SU904162A1 - Induction rectifier cascade - Google Patents

Description

The invention relates to electrical engineering and can be used in electric drives operating according to the scheme of asynchronous valve cascade.

The asynchronous valve cascade is known, which contains an asynchronous motor with an uncontrolled rectifier in the rotor circuit and an inverter equipped with leads for connecting to the network, one rectifier output being connected to one of the inverter pins, and the other output of the rectifier through the first and second connected in series The phase of the stator winding is connected to another output of the inverter. The presence of a controlled converter allows the initial magnetisation of an induction motor without an additional DC source, which is achieved by pushing the two stator windings of the motor to the rectifier circuit of the rotor. The magnitude of the stator current. depends on the braking torque. As the inverter control angle increases, the speed during braking increases tu.

The disadvantage of the known device is the presence of a zone in which self-excitation mode disappears, as a result of

what the engine does not develop the braking moment.

The purpose of the invention is to increase the braking efficiency of an asynchronous motor in a valve-circuit circuit. Back with a wide range of variation of the load torque.

The goal is achieved by the fact that in the asynchronous valve

In the 10th stage, a diode is inserted, and the third phase of the stator winding is provided with an output for connection to the AC network, and the first and second phases of the stator winding are shunted by an additionally inserted diode.

In addition, a resistor is connected in parallel with the input diode.

FIG. 1 and FIG. 2 shows the variants of the device diagrams.

20

The proposed device (FIG. 1) contains an asynchronous motor 1 with windings 2-4 of the stator and 5-7 rotors connected to the rotor of the rectifier 8, the output of which through the shunt windings 3 and 4 of the stator and the diode 9 is connected to the inverter 10.

In addition, daod 9 can be shunted by a resistor 11 (figure 2).

The device works in the following 30 ways.

During deceleration of an asynchronous motor 1 by a single-phase connection of a stator winding 2 to an AC network, an emf of an alternating current is induced in the windings 5-7 of the rotor, which rectifies and energizes the windings 3 and 4 of the stator, providing additional motor bias at all speeds and torques causes reliable engine braking with a narrow range of changes in its load torque. The alternating current created by the stator winding 2 induces through the rotor of the motor in the windings 3 and 4 of the alternating current EMF, which causes pulsations of the rectified rotor current. These pulsations can cause oscillations of the moment and speed of the motor, to eliminate which diode 9 is connected in parallel with the stator windings 3 and 4 in this way; that it does not interfere with the flow of the rectified rotor current through windings 3 and 4 of the stator and shunts these windings during the half-period of the induced alternating current emf, which significantly reduces ripple current of the rotor and ensures stable operation of the motor 1.

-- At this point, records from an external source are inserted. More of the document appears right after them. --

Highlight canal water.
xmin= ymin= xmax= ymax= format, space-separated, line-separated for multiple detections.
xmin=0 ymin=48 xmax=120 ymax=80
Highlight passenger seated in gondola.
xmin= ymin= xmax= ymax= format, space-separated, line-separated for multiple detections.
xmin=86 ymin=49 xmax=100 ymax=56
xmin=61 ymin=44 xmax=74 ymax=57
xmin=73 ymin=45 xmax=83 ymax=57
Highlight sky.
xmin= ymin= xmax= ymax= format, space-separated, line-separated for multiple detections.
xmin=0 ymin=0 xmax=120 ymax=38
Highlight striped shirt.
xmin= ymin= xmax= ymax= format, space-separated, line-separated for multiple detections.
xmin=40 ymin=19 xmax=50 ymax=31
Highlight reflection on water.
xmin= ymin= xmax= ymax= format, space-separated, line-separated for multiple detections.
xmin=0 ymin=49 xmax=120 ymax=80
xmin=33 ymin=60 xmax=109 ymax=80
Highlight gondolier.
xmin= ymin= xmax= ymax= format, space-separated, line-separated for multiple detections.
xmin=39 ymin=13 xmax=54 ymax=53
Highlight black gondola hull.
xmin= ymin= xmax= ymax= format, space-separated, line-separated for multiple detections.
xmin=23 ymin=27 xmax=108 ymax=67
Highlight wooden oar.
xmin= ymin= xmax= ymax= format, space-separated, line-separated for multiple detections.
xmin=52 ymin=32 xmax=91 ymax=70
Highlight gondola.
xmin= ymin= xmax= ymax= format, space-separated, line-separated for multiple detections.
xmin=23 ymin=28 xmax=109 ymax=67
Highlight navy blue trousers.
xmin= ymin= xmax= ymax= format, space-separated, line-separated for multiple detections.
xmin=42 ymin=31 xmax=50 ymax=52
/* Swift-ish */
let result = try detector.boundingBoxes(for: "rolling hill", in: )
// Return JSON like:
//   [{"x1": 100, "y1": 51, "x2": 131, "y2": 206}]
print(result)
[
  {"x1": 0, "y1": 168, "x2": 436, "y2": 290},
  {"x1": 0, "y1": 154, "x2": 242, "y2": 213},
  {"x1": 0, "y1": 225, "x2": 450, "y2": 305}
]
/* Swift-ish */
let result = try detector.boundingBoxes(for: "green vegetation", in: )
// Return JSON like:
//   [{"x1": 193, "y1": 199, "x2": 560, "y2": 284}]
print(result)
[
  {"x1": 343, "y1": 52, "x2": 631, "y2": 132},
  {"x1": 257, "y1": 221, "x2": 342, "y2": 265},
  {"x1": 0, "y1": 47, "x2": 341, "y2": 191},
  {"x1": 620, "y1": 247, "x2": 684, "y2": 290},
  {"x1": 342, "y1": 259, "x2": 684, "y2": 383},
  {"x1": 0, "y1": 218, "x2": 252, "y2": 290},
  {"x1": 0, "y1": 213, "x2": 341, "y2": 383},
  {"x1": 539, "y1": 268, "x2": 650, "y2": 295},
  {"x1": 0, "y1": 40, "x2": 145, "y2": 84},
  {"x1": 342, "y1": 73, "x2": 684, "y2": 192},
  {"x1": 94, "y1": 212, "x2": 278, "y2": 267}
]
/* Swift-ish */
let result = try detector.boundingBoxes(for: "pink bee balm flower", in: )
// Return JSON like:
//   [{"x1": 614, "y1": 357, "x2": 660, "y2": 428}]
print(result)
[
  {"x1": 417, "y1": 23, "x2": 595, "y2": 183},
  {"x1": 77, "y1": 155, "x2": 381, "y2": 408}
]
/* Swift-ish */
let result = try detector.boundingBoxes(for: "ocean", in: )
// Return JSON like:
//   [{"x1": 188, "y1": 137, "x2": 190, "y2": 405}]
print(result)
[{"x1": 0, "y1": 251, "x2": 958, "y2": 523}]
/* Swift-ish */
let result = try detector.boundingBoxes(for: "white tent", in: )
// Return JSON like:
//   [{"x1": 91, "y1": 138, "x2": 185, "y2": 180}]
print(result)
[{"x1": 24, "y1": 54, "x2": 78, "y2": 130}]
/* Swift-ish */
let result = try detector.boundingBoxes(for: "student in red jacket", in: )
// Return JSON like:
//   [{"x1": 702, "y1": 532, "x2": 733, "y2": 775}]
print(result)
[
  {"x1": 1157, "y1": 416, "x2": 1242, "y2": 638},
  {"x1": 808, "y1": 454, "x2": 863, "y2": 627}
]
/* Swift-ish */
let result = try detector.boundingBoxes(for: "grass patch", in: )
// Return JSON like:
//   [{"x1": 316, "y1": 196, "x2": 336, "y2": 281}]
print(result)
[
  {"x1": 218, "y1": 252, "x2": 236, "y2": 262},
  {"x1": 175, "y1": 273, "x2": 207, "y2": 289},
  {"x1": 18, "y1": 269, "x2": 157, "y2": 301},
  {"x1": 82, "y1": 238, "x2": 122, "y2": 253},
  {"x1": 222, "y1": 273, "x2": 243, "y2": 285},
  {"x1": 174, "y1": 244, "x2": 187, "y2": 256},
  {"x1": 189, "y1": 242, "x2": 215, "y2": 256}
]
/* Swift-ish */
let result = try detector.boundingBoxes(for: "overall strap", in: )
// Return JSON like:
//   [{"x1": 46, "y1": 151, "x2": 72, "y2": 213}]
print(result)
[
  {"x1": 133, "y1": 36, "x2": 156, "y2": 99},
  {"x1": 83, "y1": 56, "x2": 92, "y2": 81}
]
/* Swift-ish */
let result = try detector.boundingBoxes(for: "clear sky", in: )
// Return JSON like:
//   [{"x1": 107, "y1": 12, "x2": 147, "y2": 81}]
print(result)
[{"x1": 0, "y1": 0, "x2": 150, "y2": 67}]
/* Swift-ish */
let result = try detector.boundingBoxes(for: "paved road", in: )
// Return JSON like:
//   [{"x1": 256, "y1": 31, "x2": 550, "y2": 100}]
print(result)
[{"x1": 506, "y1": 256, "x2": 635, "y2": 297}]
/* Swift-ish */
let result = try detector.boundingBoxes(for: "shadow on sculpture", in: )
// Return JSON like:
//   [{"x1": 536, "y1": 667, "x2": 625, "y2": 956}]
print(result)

The inclusion of resistor 11 in parallel with diode 9 leads to a decrease in the current flowing through the windings 3 and the stator, respectively, to a decrease in the magnetic flux created by them. At the same time, the EMF of a rotor motor is corresponding to a given EMF of the inverted

torus, obtained at high rotor speed.

Thus, turning on resistor II in parallel with diode 9 provides an extension of the control range of the asynchronous valve stage when operating in the braking mode.

Claims (2)

1. An asynchronous valve cascade containing an asynchronous motor with an uncontrolled EH4 rectifier in the rotor circuit and an inverter equipped with leads for connecting to the network, one of the rectifier leads connected to one of the inverter leads, and the other output of the rectifier through the first and second phases of the stator winding connected in series with another inverter output, is due to the fact that, in order to increase braking efficiency, a diode is inserted into it, and the third phase of the stator winding is equipped with a terminal for connecting to the AC network, and the first and second phases of the stator winding are shunted by the injected diode. 2. The cascade of claim 1, wherein the resistor is connected in parallel with the diode inserted. Sources of information taken into account in the examination 1. The patent of Germany 1182339, cl. 21 a 23/02, 1968.